Fri 08 April 2022:
The UK deputy representative to the UN, James Kariuki, has said reports of the massacre in the Malian town of Moura underline the extent of “Russia’s malign activity around the world, beyond Ukraine”.
“We know that, as of early 2022, around 1,000 Russian mercenary personnel have been stationed across Mali. Just as the presence of Russian mercenaries drove an increase in human rights violations and abuses in the Central African Republic last year, we fear we are now seeing the same in Mali,” Kariuki told the UN’s Security Council.
MALI TROOPS, SUSPECTED RUSSIAN MERCENARIES KILL HUNDREDS OF CIVILIANS: HRW
A Human Rights Watch (HRW) investigation revealed about 300 civilians and suspected members of armed groups were allegedly executed in Moura during an operation by Malian forces and foreign fighters. HRW says several sources identified the foreign fighters as Russians.
Russian mercenaries have reportedly been deployed to Africa as part of the Wagner Group, a paramilitary unit that was also allegedly aiding Russian separatists in Ukraine’s eastern Donbas region.
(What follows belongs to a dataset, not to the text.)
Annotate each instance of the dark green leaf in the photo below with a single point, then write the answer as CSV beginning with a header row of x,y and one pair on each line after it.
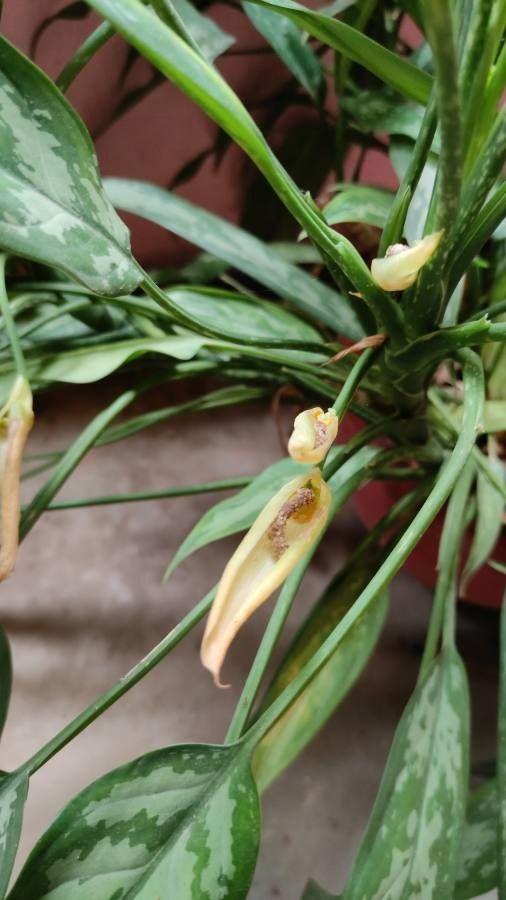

Russia has consistently denied the group’s connection to the state.
The alleged massacre, described in a Tuesday statement by HRW as “the worst single atrocity reported in Mali’s decade-long conflict”, happened in the central Malian town of Moura during a military operation that started on March 27.
“Abuses by armed Islamist groups is no justification at all for the military’s deliberate slaughter of people in custody,” said Corinne Dufka, HRW’s Sahel director.
“The Malian government is responsible for this atrocity, the worst in Mali in a decade, whether carried about by Malian forces or associated foreign soldiers,” she added.
Mass killing is a breach of international law that prohibits abuses against captured combatants and detained civilians, according to Article 3 of the Geneva Convention.
Residents told HRW that since January many armed foreigners, believed to be Russians, were taking part in military operations in and around the central Malian towns of Sofara, Ségou, Mopti, Diabaly, and Belidanédji among others.